When peace had been restored by the Treaty of Utrecht, the shores of the Bay, which had been in the hands of the French since the Treaty of Ryswick, were given over to Great Britain, according to the terms of the Treaty; they have remained British ever since. The Company, freed from the fears of overland incursions by the French from Canada, and from the fleets that had worked so much mischief by sea, seems to have changed character in the personnel of the stockholders and to have lost a good deal of the pristine spirit. The charge is made that the stockholders had become very few, that the stock was controlled by a majority, who, year after year, elected themselves, and that considering the great privileges conferred by the Charter, the Company was failing to develop the country and was sleeping in inglorious ease on the shores of Hudson Bay. Certain it is that Sir Bibye Lake was re-elected Governor year after year, from 1720 to 1740.
It would appear, however, to have been a spirit of jealousy which animated those who made these discoveries as to the Company's inaction. The return of peace had brought prosperity to the traders; and dividends to the stockholders began to be a feature of company life which they had not known for more than a quarter of a century.
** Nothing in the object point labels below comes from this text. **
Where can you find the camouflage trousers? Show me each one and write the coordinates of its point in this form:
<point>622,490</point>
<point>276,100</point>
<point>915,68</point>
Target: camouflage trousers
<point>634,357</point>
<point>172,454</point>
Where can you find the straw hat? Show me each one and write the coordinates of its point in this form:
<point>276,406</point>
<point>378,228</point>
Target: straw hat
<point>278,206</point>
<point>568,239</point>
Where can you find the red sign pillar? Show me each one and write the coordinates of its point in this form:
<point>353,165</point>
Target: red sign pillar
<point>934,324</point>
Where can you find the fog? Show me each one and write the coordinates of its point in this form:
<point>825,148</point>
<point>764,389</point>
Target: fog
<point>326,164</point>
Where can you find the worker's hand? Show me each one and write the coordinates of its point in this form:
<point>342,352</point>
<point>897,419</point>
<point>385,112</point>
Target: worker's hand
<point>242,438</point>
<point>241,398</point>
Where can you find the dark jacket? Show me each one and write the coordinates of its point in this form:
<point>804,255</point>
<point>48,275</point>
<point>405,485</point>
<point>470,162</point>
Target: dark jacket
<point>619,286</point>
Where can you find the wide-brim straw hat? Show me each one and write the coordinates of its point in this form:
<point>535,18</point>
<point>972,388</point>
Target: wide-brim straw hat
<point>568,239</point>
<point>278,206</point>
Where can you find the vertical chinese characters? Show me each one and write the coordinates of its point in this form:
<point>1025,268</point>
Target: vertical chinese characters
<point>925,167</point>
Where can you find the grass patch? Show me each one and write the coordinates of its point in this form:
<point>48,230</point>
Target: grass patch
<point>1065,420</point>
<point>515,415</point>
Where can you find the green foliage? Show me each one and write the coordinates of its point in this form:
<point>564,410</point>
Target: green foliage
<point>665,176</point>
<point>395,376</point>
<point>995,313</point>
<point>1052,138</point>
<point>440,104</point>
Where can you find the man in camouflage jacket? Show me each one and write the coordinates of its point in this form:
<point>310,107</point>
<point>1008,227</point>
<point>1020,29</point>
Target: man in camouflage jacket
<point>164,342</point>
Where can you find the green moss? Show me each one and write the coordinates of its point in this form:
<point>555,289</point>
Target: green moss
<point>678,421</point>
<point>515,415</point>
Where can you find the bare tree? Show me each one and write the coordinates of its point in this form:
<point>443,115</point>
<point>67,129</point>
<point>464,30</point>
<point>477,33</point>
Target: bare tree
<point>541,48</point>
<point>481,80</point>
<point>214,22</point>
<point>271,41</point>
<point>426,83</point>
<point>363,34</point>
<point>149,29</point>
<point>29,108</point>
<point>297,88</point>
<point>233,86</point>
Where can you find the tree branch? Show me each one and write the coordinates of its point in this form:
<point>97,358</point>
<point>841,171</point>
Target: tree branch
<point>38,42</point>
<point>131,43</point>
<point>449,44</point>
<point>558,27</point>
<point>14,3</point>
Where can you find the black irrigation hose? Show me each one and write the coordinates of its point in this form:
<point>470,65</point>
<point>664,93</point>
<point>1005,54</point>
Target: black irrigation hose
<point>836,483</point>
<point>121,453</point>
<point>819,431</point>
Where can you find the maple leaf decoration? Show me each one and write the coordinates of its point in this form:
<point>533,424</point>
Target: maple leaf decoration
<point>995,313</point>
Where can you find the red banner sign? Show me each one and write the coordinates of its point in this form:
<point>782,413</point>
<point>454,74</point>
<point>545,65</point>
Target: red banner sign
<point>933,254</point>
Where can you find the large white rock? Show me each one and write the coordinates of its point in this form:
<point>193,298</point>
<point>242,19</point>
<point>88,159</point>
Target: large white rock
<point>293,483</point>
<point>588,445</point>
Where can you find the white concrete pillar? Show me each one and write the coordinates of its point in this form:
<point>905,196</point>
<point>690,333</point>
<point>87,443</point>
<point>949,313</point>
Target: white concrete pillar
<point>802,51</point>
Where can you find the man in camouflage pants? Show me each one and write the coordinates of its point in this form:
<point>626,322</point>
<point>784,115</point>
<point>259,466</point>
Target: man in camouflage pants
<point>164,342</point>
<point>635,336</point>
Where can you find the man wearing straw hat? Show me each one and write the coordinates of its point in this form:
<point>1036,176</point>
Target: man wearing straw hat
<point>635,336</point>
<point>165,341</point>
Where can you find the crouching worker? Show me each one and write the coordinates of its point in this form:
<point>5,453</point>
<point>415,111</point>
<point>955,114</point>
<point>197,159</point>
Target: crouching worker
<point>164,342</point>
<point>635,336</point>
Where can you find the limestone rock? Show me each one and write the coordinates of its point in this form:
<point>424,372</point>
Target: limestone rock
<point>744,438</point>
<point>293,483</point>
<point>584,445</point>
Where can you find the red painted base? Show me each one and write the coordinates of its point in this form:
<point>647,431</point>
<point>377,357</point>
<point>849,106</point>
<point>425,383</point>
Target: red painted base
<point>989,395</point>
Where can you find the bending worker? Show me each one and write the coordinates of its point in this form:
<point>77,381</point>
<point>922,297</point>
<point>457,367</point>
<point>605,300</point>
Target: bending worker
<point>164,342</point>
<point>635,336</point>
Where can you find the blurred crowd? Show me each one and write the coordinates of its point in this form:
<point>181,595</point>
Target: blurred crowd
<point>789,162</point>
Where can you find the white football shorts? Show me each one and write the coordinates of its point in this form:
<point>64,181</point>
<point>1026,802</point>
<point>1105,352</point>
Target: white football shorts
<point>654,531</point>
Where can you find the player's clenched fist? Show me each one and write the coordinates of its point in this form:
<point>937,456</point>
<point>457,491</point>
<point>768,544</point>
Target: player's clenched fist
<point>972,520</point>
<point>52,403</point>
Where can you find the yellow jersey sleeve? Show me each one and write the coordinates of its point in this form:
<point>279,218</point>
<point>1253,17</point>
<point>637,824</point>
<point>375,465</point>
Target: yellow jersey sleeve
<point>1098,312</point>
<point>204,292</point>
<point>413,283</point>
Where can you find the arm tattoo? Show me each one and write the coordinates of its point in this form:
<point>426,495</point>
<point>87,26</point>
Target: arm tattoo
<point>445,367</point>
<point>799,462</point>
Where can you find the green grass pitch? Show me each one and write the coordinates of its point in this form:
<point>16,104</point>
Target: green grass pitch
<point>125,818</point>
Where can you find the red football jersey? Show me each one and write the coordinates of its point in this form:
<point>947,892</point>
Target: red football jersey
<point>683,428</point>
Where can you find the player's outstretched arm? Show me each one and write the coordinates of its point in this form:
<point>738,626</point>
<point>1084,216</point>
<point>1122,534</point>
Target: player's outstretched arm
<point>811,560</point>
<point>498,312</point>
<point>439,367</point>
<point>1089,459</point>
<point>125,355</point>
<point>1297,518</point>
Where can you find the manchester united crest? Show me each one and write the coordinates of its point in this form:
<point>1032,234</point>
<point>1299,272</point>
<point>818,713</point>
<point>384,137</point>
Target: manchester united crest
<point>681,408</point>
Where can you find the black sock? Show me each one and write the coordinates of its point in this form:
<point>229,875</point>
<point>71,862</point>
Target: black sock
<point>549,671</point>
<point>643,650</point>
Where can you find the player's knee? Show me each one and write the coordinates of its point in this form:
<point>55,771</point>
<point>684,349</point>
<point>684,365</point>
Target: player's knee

As we shall see, the stock of the Company was greatly increased in 1720, and preparations were being made by the Committee for a wide extension of their operations.
About this time a man of great personal energy appears on the scene of English commercial life, who became a bitter opponent of the Company, and possessed such influence with the English Government that the Company was compelled to make a strenuous defence. This was Arthur Dobbs, Esq., an Irishman of undoubted ability and courage. He conducted his plan of campaign against the Company along a most ingenious and dangerous line of attack.
He revived the memory among the British people of the early voyages to discover a way to the riches of the East, and appealed to the English imagination by picturing the interior of the North American Continent, with its vast meadows, splendid cascades, rich fur-bearing animals, and numberless races of Indians, picturesquely dressed, as opening up a field, if they could be reached, of lucrative trade to the London merchants. To further his purpose he pointed out the sluggish character of the Hudson's Bay Company, and clinched his arguments by quoting the paragraph in the Charter which stated that the great privileges conferred by generous Charles II. were bestowed in consideration of their object having been "The Discovery of a New Passage into the South Sea." Dobbs appealed to the sacrifices made and the glories achieved in earlier days in the attempt to discover the North-West Passage. In scores of pages, the indefatigable writer gives the accounts of the early voyages.